In both heart and brain, surgery is possible to remove or bypass the area of the blood vessel that is worst affected by atherosclerosis.
Coronary artery bypass surgery (CABG) uses a strip of vein or artery to bypass the section of narrowed vessel. An alternative strategy is to insert “stents” to keep the narrowed section patent and allow blood flow. Coronary stents have been adopted across the world for the last 20 years, at the expense of CABG for several reasons, including patient preference, shorter hospital stay, physician preference and stent-company lobbying. Meta-analysis has shown that in the case of multi-vessel disease, CABG is at least as good as stenting, and perhaps even better. Stents had been widely adopted despite inadequate long-term follow-up data, and despite inadequate trial data.
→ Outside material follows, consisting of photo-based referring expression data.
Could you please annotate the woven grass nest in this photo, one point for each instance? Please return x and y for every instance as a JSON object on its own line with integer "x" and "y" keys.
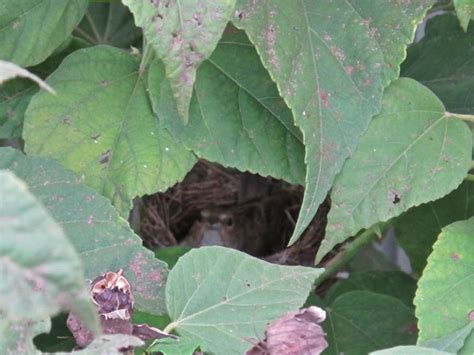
{"x": 264, "y": 209}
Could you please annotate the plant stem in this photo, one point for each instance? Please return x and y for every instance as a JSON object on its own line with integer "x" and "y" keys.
{"x": 469, "y": 177}
{"x": 350, "y": 251}
{"x": 170, "y": 327}
{"x": 464, "y": 117}
{"x": 147, "y": 55}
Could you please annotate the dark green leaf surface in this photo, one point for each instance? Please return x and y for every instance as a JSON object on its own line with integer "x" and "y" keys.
{"x": 101, "y": 126}
{"x": 412, "y": 153}
{"x": 30, "y": 30}
{"x": 221, "y": 297}
{"x": 330, "y": 62}
{"x": 236, "y": 116}
{"x": 103, "y": 240}
{"x": 391, "y": 283}
{"x": 359, "y": 322}
{"x": 443, "y": 61}
{"x": 183, "y": 34}
{"x": 444, "y": 299}
{"x": 465, "y": 12}
{"x": 418, "y": 228}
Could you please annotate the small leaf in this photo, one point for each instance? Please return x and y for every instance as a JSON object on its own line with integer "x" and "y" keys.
{"x": 102, "y": 239}
{"x": 41, "y": 272}
{"x": 444, "y": 302}
{"x": 412, "y": 153}
{"x": 465, "y": 12}
{"x": 10, "y": 71}
{"x": 170, "y": 346}
{"x": 409, "y": 349}
{"x": 330, "y": 63}
{"x": 360, "y": 322}
{"x": 183, "y": 34}
{"x": 391, "y": 283}
{"x": 453, "y": 342}
{"x": 418, "y": 228}
{"x": 33, "y": 29}
{"x": 257, "y": 134}
{"x": 101, "y": 126}
{"x": 442, "y": 61}
{"x": 220, "y": 296}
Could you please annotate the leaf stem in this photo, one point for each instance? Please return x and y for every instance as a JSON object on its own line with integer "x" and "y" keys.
{"x": 147, "y": 55}
{"x": 469, "y": 177}
{"x": 346, "y": 255}
{"x": 460, "y": 116}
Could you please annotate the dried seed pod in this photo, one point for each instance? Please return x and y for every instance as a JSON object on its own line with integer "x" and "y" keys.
{"x": 294, "y": 333}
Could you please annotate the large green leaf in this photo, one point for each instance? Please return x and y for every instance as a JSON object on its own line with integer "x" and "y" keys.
{"x": 330, "y": 63}
{"x": 109, "y": 22}
{"x": 183, "y": 34}
{"x": 442, "y": 61}
{"x": 465, "y": 12}
{"x": 236, "y": 116}
{"x": 103, "y": 240}
{"x": 444, "y": 299}
{"x": 412, "y": 153}
{"x": 101, "y": 126}
{"x": 30, "y": 30}
{"x": 360, "y": 321}
{"x": 391, "y": 283}
{"x": 221, "y": 296}
{"x": 418, "y": 228}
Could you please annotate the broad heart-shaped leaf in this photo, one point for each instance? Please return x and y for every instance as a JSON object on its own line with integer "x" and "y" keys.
{"x": 444, "y": 299}
{"x": 41, "y": 273}
{"x": 101, "y": 126}
{"x": 222, "y": 297}
{"x": 103, "y": 240}
{"x": 17, "y": 337}
{"x": 330, "y": 63}
{"x": 236, "y": 116}
{"x": 30, "y": 30}
{"x": 418, "y": 228}
{"x": 442, "y": 61}
{"x": 412, "y": 153}
{"x": 465, "y": 12}
{"x": 409, "y": 349}
{"x": 183, "y": 34}
{"x": 109, "y": 22}
{"x": 391, "y": 283}
{"x": 361, "y": 321}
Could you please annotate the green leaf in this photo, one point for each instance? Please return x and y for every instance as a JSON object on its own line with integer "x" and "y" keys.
{"x": 412, "y": 153}
{"x": 391, "y": 283}
{"x": 359, "y": 322}
{"x": 453, "y": 342}
{"x": 257, "y": 134}
{"x": 17, "y": 337}
{"x": 180, "y": 346}
{"x": 41, "y": 272}
{"x": 183, "y": 34}
{"x": 418, "y": 228}
{"x": 103, "y": 240}
{"x": 113, "y": 138}
{"x": 30, "y": 30}
{"x": 220, "y": 297}
{"x": 171, "y": 255}
{"x": 409, "y": 349}
{"x": 330, "y": 64}
{"x": 444, "y": 302}
{"x": 10, "y": 71}
{"x": 465, "y": 12}
{"x": 442, "y": 61}
{"x": 109, "y": 23}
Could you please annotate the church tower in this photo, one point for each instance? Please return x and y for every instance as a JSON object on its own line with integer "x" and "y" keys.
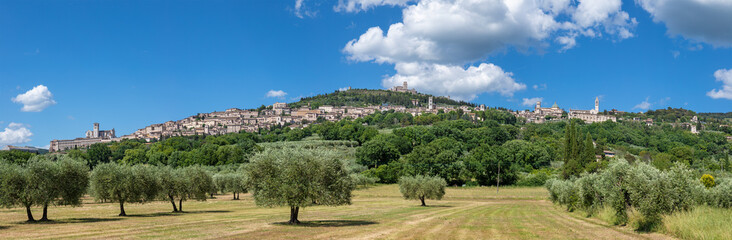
{"x": 96, "y": 130}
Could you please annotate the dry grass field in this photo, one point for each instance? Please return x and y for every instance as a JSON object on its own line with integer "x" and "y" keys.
{"x": 376, "y": 213}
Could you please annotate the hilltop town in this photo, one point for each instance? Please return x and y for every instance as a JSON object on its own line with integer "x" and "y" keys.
{"x": 302, "y": 114}
{"x": 235, "y": 120}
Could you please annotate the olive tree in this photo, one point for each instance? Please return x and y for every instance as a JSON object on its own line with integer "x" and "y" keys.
{"x": 197, "y": 183}
{"x": 233, "y": 182}
{"x": 422, "y": 187}
{"x": 123, "y": 184}
{"x": 171, "y": 184}
{"x": 648, "y": 190}
{"x": 16, "y": 188}
{"x": 590, "y": 198}
{"x": 614, "y": 186}
{"x": 297, "y": 177}
{"x": 42, "y": 176}
{"x": 62, "y": 182}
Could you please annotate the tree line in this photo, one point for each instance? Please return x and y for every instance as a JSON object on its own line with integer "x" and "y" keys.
{"x": 640, "y": 186}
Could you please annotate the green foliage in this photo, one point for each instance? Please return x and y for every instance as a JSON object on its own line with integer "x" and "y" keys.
{"x": 486, "y": 162}
{"x": 377, "y": 152}
{"x": 648, "y": 188}
{"x": 535, "y": 178}
{"x": 17, "y": 188}
{"x": 43, "y": 181}
{"x": 231, "y": 182}
{"x": 721, "y": 194}
{"x": 120, "y": 183}
{"x": 365, "y": 97}
{"x": 198, "y": 183}
{"x": 363, "y": 180}
{"x": 422, "y": 187}
{"x": 708, "y": 181}
{"x": 579, "y": 151}
{"x": 298, "y": 178}
{"x": 589, "y": 193}
{"x": 15, "y": 156}
{"x": 98, "y": 153}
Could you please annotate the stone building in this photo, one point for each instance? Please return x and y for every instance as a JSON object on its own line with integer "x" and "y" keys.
{"x": 591, "y": 116}
{"x": 403, "y": 88}
{"x": 541, "y": 114}
{"x": 92, "y": 136}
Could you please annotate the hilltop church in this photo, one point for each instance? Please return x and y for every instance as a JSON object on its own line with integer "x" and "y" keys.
{"x": 590, "y": 116}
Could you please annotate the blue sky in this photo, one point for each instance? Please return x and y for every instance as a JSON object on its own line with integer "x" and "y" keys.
{"x": 129, "y": 64}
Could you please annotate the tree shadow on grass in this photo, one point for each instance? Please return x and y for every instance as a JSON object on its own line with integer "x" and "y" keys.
{"x": 71, "y": 220}
{"x": 328, "y": 223}
{"x": 159, "y": 214}
{"x": 438, "y": 206}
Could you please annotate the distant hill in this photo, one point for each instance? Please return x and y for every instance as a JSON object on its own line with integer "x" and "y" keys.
{"x": 367, "y": 97}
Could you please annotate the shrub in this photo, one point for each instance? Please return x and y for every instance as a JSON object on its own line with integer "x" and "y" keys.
{"x": 568, "y": 194}
{"x": 298, "y": 178}
{"x": 535, "y": 178}
{"x": 684, "y": 190}
{"x": 708, "y": 181}
{"x": 589, "y": 195}
{"x": 613, "y": 185}
{"x": 422, "y": 187}
{"x": 721, "y": 195}
{"x": 647, "y": 188}
{"x": 362, "y": 180}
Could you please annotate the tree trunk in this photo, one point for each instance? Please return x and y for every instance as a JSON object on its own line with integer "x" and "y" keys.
{"x": 498, "y": 179}
{"x": 45, "y": 212}
{"x": 29, "y": 213}
{"x": 122, "y": 208}
{"x": 172, "y": 201}
{"x": 293, "y": 215}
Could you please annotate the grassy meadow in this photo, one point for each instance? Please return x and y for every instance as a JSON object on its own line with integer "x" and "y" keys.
{"x": 376, "y": 213}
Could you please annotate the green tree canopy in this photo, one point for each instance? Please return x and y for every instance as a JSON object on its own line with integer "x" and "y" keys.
{"x": 298, "y": 178}
{"x": 422, "y": 187}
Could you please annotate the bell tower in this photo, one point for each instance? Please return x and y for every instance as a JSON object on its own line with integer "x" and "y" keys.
{"x": 96, "y": 130}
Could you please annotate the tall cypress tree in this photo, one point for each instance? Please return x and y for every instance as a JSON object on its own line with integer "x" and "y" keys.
{"x": 588, "y": 151}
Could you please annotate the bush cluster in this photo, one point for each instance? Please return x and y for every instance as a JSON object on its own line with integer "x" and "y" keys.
{"x": 642, "y": 187}
{"x": 112, "y": 182}
{"x": 43, "y": 181}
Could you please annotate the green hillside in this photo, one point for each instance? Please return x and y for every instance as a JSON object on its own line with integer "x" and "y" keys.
{"x": 367, "y": 97}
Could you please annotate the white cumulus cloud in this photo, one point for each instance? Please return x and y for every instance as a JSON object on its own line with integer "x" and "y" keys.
{"x": 645, "y": 105}
{"x": 276, "y": 94}
{"x": 35, "y": 100}
{"x": 707, "y": 21}
{"x": 455, "y": 81}
{"x": 724, "y": 76}
{"x": 461, "y": 31}
{"x": 441, "y": 36}
{"x": 531, "y": 101}
{"x": 15, "y": 133}
{"x": 363, "y": 5}
{"x": 302, "y": 11}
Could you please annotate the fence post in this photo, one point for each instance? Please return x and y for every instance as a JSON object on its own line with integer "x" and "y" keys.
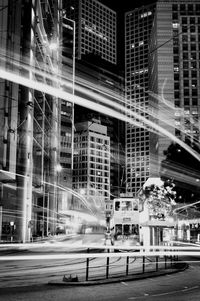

It was not long before stents started to be used in the arteries to the brain as well. However, it seems that the same caution needs to be used with stents in the brain circulation as in the heart. A recent randomised controlled trial of carotid endarterectomy (stripping away the clot from the wall of the artery) versus carotid stents in 1700 patients, concluded that carotid endarterectomy should remain the treatment of choice for patients suitable for surgery. Another analysis from the same trial showed that new lesions on MRI scan (suggesting stroke) were 3 times more likely after carotid stent versus carotid surgery. Data presented at the American Stroke Association last week from a similar North American trial suggests that the two treatments are near equal. Until proper long-term trial data and proper consensus is reached, let us hope that carotid stents are not rolled out with the same zeal as coronary stents.